A three-judge panel of the U.S. Court of Appeals for the Tenth Circuit in July ruled against Lorie Smith, a Christian graphic artist who does not want to provide services contrary to her religious beliefs about marriage.

The Colorado Civil Rights Commission interprets the state’s so-called anti-discrimination law as requiring business owners to use their artistic talents to create custom work they find objectionable. The same agency harassed Christian baker Jack Phillips after he declined to use his artistic talents to make a custom cake for a homosexual “wedding.” He won the argument before the Supreme Court in 2018.

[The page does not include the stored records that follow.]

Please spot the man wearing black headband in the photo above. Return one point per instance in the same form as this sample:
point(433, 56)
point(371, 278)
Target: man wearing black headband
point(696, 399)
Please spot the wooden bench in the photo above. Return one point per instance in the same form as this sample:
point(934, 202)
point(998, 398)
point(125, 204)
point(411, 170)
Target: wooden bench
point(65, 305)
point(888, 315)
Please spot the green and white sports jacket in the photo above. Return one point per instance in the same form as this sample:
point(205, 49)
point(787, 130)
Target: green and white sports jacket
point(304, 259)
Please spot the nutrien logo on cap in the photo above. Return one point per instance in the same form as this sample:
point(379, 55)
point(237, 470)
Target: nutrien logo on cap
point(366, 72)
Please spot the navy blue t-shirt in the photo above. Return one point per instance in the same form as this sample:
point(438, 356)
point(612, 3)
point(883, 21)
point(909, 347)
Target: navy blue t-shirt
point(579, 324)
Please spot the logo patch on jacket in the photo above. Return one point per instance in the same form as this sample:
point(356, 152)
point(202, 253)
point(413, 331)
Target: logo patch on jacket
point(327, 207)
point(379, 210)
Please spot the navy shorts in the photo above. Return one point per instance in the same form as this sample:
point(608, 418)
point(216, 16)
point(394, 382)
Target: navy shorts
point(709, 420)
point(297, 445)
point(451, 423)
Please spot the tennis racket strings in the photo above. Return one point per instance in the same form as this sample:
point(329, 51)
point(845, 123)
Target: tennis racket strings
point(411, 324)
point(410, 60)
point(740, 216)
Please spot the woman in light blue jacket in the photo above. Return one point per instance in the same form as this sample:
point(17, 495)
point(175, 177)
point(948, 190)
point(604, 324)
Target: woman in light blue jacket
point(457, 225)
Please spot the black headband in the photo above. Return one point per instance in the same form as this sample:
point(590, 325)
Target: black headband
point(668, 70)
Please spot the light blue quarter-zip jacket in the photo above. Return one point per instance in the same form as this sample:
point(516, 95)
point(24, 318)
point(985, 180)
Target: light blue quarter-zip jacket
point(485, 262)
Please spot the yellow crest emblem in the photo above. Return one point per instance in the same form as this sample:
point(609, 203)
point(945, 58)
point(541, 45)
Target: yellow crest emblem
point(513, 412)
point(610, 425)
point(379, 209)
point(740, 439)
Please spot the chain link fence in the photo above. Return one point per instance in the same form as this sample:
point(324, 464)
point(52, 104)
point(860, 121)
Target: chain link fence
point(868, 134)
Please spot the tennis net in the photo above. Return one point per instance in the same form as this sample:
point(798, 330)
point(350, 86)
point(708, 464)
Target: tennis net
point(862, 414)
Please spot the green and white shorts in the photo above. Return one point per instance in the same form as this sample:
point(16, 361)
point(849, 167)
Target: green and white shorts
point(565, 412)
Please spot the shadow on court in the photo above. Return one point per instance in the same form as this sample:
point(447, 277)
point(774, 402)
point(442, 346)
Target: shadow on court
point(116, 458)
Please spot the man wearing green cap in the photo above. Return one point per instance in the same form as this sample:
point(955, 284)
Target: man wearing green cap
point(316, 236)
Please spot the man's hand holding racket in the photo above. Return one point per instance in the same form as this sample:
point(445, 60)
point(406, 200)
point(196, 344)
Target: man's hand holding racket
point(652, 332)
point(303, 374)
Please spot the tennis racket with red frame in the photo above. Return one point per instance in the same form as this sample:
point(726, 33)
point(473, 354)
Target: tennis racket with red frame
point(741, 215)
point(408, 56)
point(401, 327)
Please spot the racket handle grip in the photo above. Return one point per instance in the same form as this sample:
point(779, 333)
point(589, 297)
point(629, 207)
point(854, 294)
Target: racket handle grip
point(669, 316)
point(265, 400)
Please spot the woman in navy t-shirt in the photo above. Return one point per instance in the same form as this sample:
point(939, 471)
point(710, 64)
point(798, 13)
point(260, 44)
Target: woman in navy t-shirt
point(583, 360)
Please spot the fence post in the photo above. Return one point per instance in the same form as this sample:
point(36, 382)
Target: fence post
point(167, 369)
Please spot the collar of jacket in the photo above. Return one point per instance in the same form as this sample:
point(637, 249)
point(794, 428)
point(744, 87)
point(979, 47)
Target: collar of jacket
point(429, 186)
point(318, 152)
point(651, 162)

The 10th Circuit contended that the Colorado law, which would penalize Smith for declining to provide services for a homosexual “wedding,” for example, and also bar her from stating her reason if it’s religious, “satisfies strict scrutiny, and thus permissibly compels Appellants’ speech. We also hold that [the Colorado law] is a neutral law of general applicability, and that it is not unconstitutionally vague or overbroad.”

In his dissent, Chief Judge Timothy Tymkovich wrote that the Constitution “neither forces Ms. Smith to compromise her beliefs nor condones the government doing so. In fact, this case illustrates exactly why we have a First
Amendment. Properly applied, the Constitution protects Ms. Smith from the government telling her what to say or do.” He added that “the majority holds that the more unique a product, the more aggressively the government may regulate access to it—and thus the less First Amendment protection it has. This is, in a word, unprecedented.”

Smith filed a pre-enforcement challenge in 2016, but a federal court upheld the law. She appealed to the 10th Circuit when she lost in a lower court. Now Smith has appealed to the U.S. Supreme Court. From her legal counsel, Alliance Defending Freedom (ADF):

The 10th Circuit issued an unprecedented decision in the case, 303 Creative v. Elenis, holding that Colorado’s Anti-Discrimination Act both forced Lorie “to create websites—and thus, speech—that [she] would otherwise refuse,” and also created a “substantial risk” of removing “certain ideas or viewpoints from the public dialogue,” including Lorie’s beliefs about marriage. Despite that, the 10th Circuit said it’s fine for the law to compel Lorie to speak messages with which she disagrees because she created “custom and unique” expression.

“The government shouldn’t weaponize the law to force a web designer to speak messages that violate her beliefs,” ADF General Counsel Kristen Waggoner said. “This case involves quintessential free speech and artistic freedom, which the 10th Circuit dangerously cast aside.”